Time wasted like Mrs. Hild had wasted time she could have spent with her Ernest.
“So it’s true,” Eric said, gesturing around at the shelves of books. “You’re the new librarian.”
Molly nodded, bumping her forehead against his throat as she burrowed against his neck—never able to get close enough to him. “I was going to tell you the other day, but…” He’d shared his devastating news first. “I have to take a few more classes and get a degree in library sciences.”
“But they still gave you the job?”
“They trust me to take the classes and finish the degree. I hope you trust me now, too, Eric.” Running her fingers along his jaw, she tipped his face to hers and held his gaze, as she promised, “I will never leave you like the other people in your life have.”
“I know.”
He not only spoke the words; he meant them. He knew Molly—better than anyone else. “And that’s good because I’d hate for you to go out a window on our wedding day.”
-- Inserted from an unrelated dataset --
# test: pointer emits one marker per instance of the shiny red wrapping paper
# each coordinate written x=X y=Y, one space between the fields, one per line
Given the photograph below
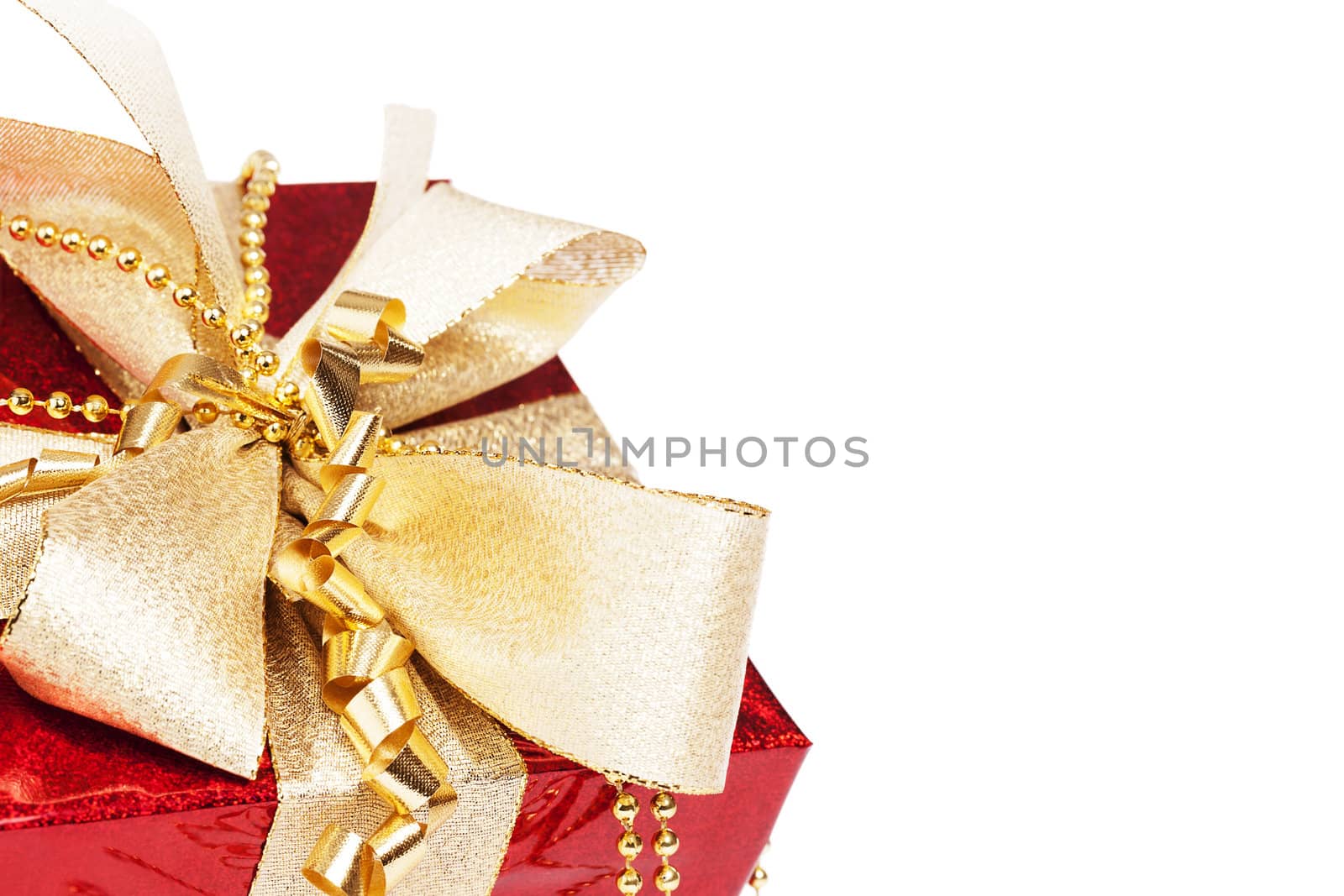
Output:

“Oh, we’re going to have a wedding day?” she asked with mock innocence as she blinked her thick lashes.
“Don’t act surprised,” he said with a grin. “We’ve been engaged for twenty years. I think it’s about time we make it official.”
“Yeah, it’s about time.” She kissed him, her lips silky soft against his. “You know everyone else is getting married, too. Abby and Clayton. He finally gave her my mother’s engagement ring.”